For CYBB gene splicing studies, RT-PCR analysis compared the products of amplification from transcripts in which the first intron had been spliced versus those in which it had remained unspliced. The spliced transcript was amplified using primers corresponding toCYBB cDNA nucleotides 28→52 (5′→3′) (exon 1) and 407→381 (3′→5′) (exon 5). The unspliced transcript was amplified using primers corresponding to CYBB cDNA nucleotides 28→52 (5′→3′) (exon 1), and intron 1 nucleotides 226→200 (3′→5′) (CCTCCTAGGAATTCAGAAGTAAGCTAG; intron sequence kindly provided by Dr S. H. Orkin).

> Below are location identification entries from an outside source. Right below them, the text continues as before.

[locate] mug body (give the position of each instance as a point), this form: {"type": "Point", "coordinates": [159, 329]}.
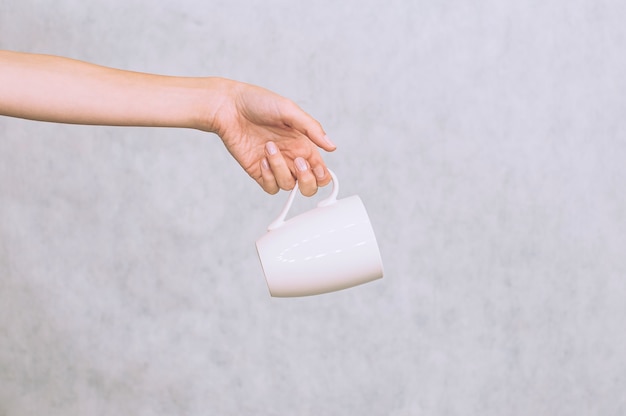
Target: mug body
{"type": "Point", "coordinates": [323, 250]}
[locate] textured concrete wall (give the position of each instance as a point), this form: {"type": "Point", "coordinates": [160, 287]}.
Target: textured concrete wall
{"type": "Point", "coordinates": [486, 138]}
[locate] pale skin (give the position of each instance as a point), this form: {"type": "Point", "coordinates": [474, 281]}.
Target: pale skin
{"type": "Point", "coordinates": [273, 139]}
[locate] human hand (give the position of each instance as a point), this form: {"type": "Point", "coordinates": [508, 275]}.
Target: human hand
{"type": "Point", "coordinates": [274, 140]}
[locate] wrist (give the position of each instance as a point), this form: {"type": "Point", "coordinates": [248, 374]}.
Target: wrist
{"type": "Point", "coordinates": [214, 95]}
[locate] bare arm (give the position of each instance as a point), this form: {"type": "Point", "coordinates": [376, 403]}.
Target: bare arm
{"type": "Point", "coordinates": [271, 137]}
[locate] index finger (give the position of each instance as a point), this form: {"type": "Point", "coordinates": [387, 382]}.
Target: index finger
{"type": "Point", "coordinates": [299, 120]}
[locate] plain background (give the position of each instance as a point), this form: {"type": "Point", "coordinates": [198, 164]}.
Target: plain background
{"type": "Point", "coordinates": [486, 138]}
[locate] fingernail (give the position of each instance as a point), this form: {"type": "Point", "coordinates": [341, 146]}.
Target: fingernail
{"type": "Point", "coordinates": [271, 148]}
{"type": "Point", "coordinates": [329, 141]}
{"type": "Point", "coordinates": [301, 164]}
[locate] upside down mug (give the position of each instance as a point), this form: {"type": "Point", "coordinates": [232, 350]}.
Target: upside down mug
{"type": "Point", "coordinates": [328, 248]}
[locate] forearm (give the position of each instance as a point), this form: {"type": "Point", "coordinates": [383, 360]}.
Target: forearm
{"type": "Point", "coordinates": [50, 88]}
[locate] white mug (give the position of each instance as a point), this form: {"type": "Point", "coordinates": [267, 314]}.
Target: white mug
{"type": "Point", "coordinates": [328, 248]}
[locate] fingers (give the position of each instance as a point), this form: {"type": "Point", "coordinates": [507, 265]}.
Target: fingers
{"type": "Point", "coordinates": [307, 182]}
{"type": "Point", "coordinates": [278, 166]}
{"type": "Point", "coordinates": [268, 182]}
{"type": "Point", "coordinates": [299, 120]}
{"type": "Point", "coordinates": [276, 175]}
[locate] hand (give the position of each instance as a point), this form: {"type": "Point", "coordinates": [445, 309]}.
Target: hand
{"type": "Point", "coordinates": [272, 138]}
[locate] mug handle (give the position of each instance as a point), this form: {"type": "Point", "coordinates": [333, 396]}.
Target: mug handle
{"type": "Point", "coordinates": [323, 203]}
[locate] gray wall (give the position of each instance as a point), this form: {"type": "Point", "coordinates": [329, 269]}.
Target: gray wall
{"type": "Point", "coordinates": [486, 138]}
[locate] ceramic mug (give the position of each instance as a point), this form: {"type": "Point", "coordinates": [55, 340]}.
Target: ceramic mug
{"type": "Point", "coordinates": [328, 248]}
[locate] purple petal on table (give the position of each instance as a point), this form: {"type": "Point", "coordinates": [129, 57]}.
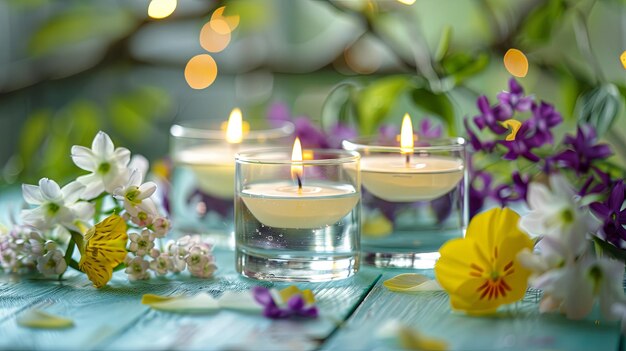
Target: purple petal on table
{"type": "Point", "coordinates": [263, 296]}
{"type": "Point", "coordinates": [296, 303]}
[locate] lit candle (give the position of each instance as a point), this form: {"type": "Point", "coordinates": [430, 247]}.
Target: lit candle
{"type": "Point", "coordinates": [214, 165]}
{"type": "Point", "coordinates": [412, 177]}
{"type": "Point", "coordinates": [298, 203]}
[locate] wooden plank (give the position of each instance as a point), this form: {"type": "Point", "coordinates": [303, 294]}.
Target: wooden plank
{"type": "Point", "coordinates": [113, 317]}
{"type": "Point", "coordinates": [520, 328]}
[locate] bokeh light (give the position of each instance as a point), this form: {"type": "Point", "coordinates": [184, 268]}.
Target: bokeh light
{"type": "Point", "coordinates": [516, 63]}
{"type": "Point", "coordinates": [159, 9]}
{"type": "Point", "coordinates": [212, 40]}
{"type": "Point", "coordinates": [231, 21]}
{"type": "Point", "coordinates": [201, 71]}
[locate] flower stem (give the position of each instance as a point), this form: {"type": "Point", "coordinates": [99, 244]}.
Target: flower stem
{"type": "Point", "coordinates": [68, 254]}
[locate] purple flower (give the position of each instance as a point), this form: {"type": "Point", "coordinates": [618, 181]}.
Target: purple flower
{"type": "Point", "coordinates": [544, 118]}
{"type": "Point", "coordinates": [506, 194]}
{"type": "Point", "coordinates": [477, 144]}
{"type": "Point", "coordinates": [310, 135]}
{"type": "Point", "coordinates": [427, 129]}
{"type": "Point", "coordinates": [612, 215]}
{"type": "Point", "coordinates": [480, 188]}
{"type": "Point", "coordinates": [524, 143]}
{"type": "Point", "coordinates": [295, 306]}
{"type": "Point", "coordinates": [514, 100]}
{"type": "Point", "coordinates": [582, 150]}
{"type": "Point", "coordinates": [491, 117]}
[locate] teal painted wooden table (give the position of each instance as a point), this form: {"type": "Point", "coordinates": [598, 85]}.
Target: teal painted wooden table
{"type": "Point", "coordinates": [352, 312]}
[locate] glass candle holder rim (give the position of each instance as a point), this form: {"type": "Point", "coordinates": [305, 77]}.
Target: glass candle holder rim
{"type": "Point", "coordinates": [370, 143]}
{"type": "Point", "coordinates": [341, 156]}
{"type": "Point", "coordinates": [180, 130]}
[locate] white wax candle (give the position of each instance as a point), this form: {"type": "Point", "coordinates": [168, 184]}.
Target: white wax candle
{"type": "Point", "coordinates": [214, 167]}
{"type": "Point", "coordinates": [283, 205]}
{"type": "Point", "coordinates": [425, 178]}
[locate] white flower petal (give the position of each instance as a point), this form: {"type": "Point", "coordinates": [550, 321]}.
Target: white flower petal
{"type": "Point", "coordinates": [82, 210]}
{"type": "Point", "coordinates": [121, 157]}
{"type": "Point", "coordinates": [32, 194]}
{"type": "Point", "coordinates": [93, 186]}
{"type": "Point", "coordinates": [139, 162]}
{"type": "Point", "coordinates": [146, 190]}
{"type": "Point", "coordinates": [72, 192]}
{"type": "Point", "coordinates": [84, 158]}
{"type": "Point", "coordinates": [539, 196]}
{"type": "Point", "coordinates": [102, 146]}
{"type": "Point", "coordinates": [50, 190]}
{"type": "Point", "coordinates": [560, 186]}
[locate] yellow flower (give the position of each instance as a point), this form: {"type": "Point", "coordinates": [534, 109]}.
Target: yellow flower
{"type": "Point", "coordinates": [481, 271]}
{"type": "Point", "coordinates": [104, 249]}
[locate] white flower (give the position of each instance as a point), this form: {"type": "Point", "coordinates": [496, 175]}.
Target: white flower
{"type": "Point", "coordinates": [55, 205]}
{"type": "Point", "coordinates": [137, 269]}
{"type": "Point", "coordinates": [141, 244]}
{"type": "Point", "coordinates": [161, 264]}
{"type": "Point", "coordinates": [161, 226]}
{"type": "Point", "coordinates": [52, 263]}
{"type": "Point", "coordinates": [556, 213]}
{"type": "Point", "coordinates": [200, 262]}
{"type": "Point", "coordinates": [136, 196]}
{"type": "Point", "coordinates": [107, 164]}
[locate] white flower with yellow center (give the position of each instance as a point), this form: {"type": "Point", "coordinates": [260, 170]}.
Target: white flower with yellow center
{"type": "Point", "coordinates": [106, 163]}
{"type": "Point", "coordinates": [55, 206]}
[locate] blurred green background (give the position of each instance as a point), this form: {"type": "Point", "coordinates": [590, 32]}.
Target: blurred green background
{"type": "Point", "coordinates": [69, 68]}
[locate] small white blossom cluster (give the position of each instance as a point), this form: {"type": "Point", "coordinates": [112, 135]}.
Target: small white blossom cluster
{"type": "Point", "coordinates": [115, 177]}
{"type": "Point", "coordinates": [188, 252]}
{"type": "Point", "coordinates": [563, 264]}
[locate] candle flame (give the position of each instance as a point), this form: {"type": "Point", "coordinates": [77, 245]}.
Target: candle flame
{"type": "Point", "coordinates": [406, 135]}
{"type": "Point", "coordinates": [234, 130]}
{"type": "Point", "coordinates": [296, 166]}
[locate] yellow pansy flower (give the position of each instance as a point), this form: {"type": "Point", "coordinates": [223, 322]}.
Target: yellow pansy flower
{"type": "Point", "coordinates": [104, 248]}
{"type": "Point", "coordinates": [481, 271]}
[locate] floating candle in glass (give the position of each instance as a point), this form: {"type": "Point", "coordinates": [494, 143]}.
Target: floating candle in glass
{"type": "Point", "coordinates": [413, 197]}
{"type": "Point", "coordinates": [204, 171]}
{"type": "Point", "coordinates": [297, 218]}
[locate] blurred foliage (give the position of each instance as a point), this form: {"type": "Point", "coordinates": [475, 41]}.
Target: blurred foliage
{"type": "Point", "coordinates": [79, 63]}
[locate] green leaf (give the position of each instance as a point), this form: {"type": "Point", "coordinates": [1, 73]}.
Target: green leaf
{"type": "Point", "coordinates": [541, 21]}
{"type": "Point", "coordinates": [610, 250]}
{"type": "Point", "coordinates": [374, 102]}
{"type": "Point", "coordinates": [436, 104]}
{"type": "Point", "coordinates": [599, 107]}
{"type": "Point", "coordinates": [444, 43]}
{"type": "Point", "coordinates": [462, 65]}
{"type": "Point", "coordinates": [79, 23]}
{"type": "Point", "coordinates": [337, 104]}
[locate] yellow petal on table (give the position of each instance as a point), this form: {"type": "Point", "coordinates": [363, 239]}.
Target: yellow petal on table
{"type": "Point", "coordinates": [516, 63]}
{"type": "Point", "coordinates": [34, 318]}
{"type": "Point", "coordinates": [148, 299]}
{"type": "Point", "coordinates": [105, 249]}
{"type": "Point", "coordinates": [514, 125]}
{"type": "Point", "coordinates": [377, 226]}
{"type": "Point", "coordinates": [411, 282]}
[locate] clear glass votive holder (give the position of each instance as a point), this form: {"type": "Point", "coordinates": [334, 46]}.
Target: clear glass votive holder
{"type": "Point", "coordinates": [203, 176]}
{"type": "Point", "coordinates": [297, 220]}
{"type": "Point", "coordinates": [413, 202]}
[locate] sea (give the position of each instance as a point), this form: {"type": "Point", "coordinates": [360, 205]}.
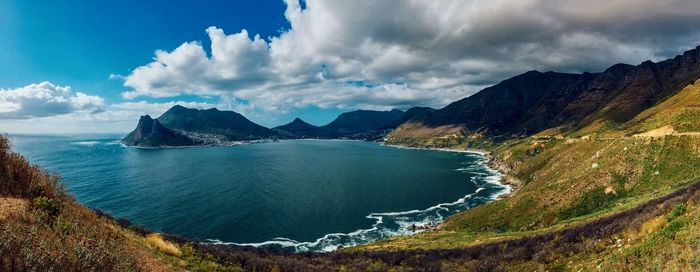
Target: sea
{"type": "Point", "coordinates": [295, 195]}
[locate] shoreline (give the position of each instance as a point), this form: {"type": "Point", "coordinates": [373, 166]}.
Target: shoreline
{"type": "Point", "coordinates": [492, 162]}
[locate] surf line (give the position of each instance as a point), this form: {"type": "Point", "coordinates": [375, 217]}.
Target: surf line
{"type": "Point", "coordinates": [388, 224]}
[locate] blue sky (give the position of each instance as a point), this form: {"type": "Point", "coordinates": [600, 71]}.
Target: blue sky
{"type": "Point", "coordinates": [95, 66]}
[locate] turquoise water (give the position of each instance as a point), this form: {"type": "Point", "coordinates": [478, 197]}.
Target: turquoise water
{"type": "Point", "coordinates": [305, 195]}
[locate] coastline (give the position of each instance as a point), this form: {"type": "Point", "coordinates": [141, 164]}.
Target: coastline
{"type": "Point", "coordinates": [492, 162]}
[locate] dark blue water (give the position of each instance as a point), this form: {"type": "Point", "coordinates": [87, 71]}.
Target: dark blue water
{"type": "Point", "coordinates": [302, 195]}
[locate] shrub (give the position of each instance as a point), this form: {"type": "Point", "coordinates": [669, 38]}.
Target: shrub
{"type": "Point", "coordinates": [677, 211]}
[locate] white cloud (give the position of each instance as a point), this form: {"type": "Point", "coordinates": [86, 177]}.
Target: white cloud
{"type": "Point", "coordinates": [400, 53]}
{"type": "Point", "coordinates": [46, 99]}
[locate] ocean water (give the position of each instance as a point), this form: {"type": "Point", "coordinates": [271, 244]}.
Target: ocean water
{"type": "Point", "coordinates": [304, 195]}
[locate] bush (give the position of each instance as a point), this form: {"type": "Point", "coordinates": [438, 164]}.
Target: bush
{"type": "Point", "coordinates": [677, 211]}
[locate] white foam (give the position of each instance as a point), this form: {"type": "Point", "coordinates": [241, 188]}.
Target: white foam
{"type": "Point", "coordinates": [430, 216]}
{"type": "Point", "coordinates": [87, 143]}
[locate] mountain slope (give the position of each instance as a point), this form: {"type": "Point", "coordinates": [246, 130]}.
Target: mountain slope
{"type": "Point", "coordinates": [363, 124]}
{"type": "Point", "coordinates": [150, 133]}
{"type": "Point", "coordinates": [229, 124]}
{"type": "Point", "coordinates": [298, 129]}
{"type": "Point", "coordinates": [535, 101]}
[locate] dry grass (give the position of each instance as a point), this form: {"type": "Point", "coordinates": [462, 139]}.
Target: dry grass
{"type": "Point", "coordinates": [156, 240]}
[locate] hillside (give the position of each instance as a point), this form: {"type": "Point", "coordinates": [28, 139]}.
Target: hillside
{"type": "Point", "coordinates": [534, 101]}
{"type": "Point", "coordinates": [362, 124]}
{"type": "Point", "coordinates": [612, 185]}
{"type": "Point", "coordinates": [567, 180]}
{"type": "Point", "coordinates": [229, 124]}
{"type": "Point", "coordinates": [150, 133]}
{"type": "Point", "coordinates": [298, 129]}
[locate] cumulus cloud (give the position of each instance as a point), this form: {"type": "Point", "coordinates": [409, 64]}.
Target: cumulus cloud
{"type": "Point", "coordinates": [401, 53]}
{"type": "Point", "coordinates": [46, 99]}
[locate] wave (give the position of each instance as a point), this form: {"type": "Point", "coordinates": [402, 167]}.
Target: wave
{"type": "Point", "coordinates": [87, 143]}
{"type": "Point", "coordinates": [387, 224]}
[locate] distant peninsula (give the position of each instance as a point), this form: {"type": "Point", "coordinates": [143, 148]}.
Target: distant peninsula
{"type": "Point", "coordinates": [181, 126]}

The semiquantitative PCR was performed by amplifying serial dilutions of cDNA preparations at successive cycle numbers to obtain conditions for linear amplification of target cDNAs. Such conditions forCYBB transcripts were generally 35 cycles (monocyte cDNA) to 40 cycles (B cell cDNA), with normal cDNA diluted 1:20 and CGD cDNA undiluted or 1:2; for β-actin transcripts, 25 cycles for all cDNAs, with no dilution necessary. PCR products were analyzed by agarose gel electrophoresis and ethidium bromide staining, and quantitated by digital photography and computer analysis with Molecular Analyst software (Bio-Rad). Levels of CYBB transcripts were adjusted for cDNA dilutions and normalized to β-actin signals from the same cDNA preparations.

Statistics

Results are represented as mean ± SD. The Wilcoxon rank sum test (Mann-Whitney U test) or the paired Student t test for matched pairs were used for comparisons between groups35; P < .05 was considered significant.

Results

Molecular analysis of the genomic DNA of the X-linked CGD patient has previously revealed a single base substitution, ATT/gtaag t → ATT/gtaag c ,9 14 at the sixth position of first intron in the CYBB gene, which encodes the gp91-phox component of the phagocyte NADPH oxidase.6 Our first hypotheses predicted that this mutation would produce abnormal splicing with both exon skipping and normal product, as previously noted with abnormalities of intron sequences distal to the splice site, both in CYBB and other genes.9 36-41 To investigate the nature of the mutantCYBB transcripts, we amplified the cDNA of the X-linked CGD patient by RT-PCR, followed by subcloning and sequencing. No structural changes were detected in or near the first or second exons of the gp91-phox transcript of the X-linked CGD patient (results not shown).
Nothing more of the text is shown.